Predictably, the column set off a firestorm of scorn so strong it necessitated a response from Whitley’s editor, Garry D. Howard. Some called Whitley a racist (Kapernick is half-black), and though Howard pointed out that Whitley has two adopted African-American daughters, the piece perpetuated tired NFL stereotypes about the appearance of NFL quarterbacks.
Not all signal-callers look like Peyton Manning and Tom Brady. With tattoos running all the way down both of his arms, Kaepernick certainly does not. But he can play, and he can lead.
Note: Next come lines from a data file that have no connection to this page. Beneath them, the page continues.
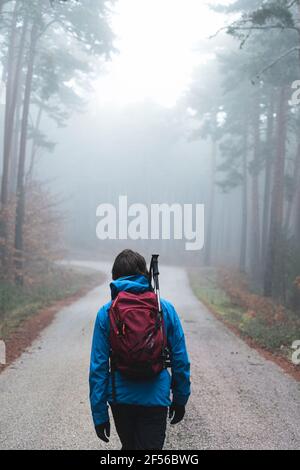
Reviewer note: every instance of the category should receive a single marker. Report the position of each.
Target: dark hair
(129, 263)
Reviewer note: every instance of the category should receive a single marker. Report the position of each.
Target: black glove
(103, 431)
(176, 413)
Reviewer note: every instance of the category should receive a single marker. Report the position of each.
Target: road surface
(239, 399)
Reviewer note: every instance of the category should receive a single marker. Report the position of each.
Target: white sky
(157, 40)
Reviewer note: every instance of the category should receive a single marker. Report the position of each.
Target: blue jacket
(155, 392)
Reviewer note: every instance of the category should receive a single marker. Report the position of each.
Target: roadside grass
(271, 327)
(18, 303)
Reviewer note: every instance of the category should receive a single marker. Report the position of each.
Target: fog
(173, 102)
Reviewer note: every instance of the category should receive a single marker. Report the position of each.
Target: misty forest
(97, 102)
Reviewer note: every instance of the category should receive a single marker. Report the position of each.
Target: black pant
(140, 427)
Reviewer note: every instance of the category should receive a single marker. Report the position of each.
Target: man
(139, 407)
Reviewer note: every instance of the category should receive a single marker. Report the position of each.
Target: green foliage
(275, 335)
(17, 303)
(276, 12)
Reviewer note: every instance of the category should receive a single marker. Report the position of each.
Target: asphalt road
(239, 399)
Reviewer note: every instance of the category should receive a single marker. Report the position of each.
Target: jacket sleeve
(99, 371)
(180, 364)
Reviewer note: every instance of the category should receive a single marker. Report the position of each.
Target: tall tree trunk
(274, 275)
(8, 129)
(268, 178)
(244, 231)
(8, 126)
(20, 208)
(210, 214)
(34, 147)
(255, 210)
(292, 201)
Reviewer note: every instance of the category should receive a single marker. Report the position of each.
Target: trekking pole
(154, 272)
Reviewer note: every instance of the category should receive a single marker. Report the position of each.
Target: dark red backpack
(137, 335)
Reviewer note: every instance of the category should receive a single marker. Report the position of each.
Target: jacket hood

Based on many sources, he’s also a model human being.
Shouldn’t a journalist have learned not to judge a book by its cover?
Criminal justice inequalities
Speaking of prison inmates, one player taking the field on Sunday might have actually ended up among their ranks, but it wasn’t because of a little ink on the arms.
Ravens’ linebacker Ray Lewis, one of the NFL’s most photogenic and celebrated players, was charged with murder in connection to the stabbing deaths of two men outside an Atlanta nightclub at a post-Super Bowl party in 2000. He pled guilty to two counts of obstruction of justice, but the murder was never solved.
Stories of Lewis’ dark past and decade-long image rehabilitation have dominated the hectic pre-Super Bowl news cycle. The redemptive athlete narrative is a familiar one—Kobe Bryant’s alleged sexual assault became a distant memory once he returned to burying 25-foot fadeaways and hoisting championship trophies.
Lewis will certainly receive hero worship if the Ravens win the Super Bowl in his final professional game, but can alleged murder be forgiven on a football field?
For the 49ers, wide receiver Michael Crabtree enters the Super Bowl accompanied by sexual assault accusations from within the last two weeks. A San Francisco district attorney opted not to press charges, and though Crabtree does not receive the same adoration as Lewis, a 49ers’ win will likely exonerate him in the public eye.
Essentially, the relationship between professional sports and our criminal justice system can make one woozier than getting sacked by Ray Lewis.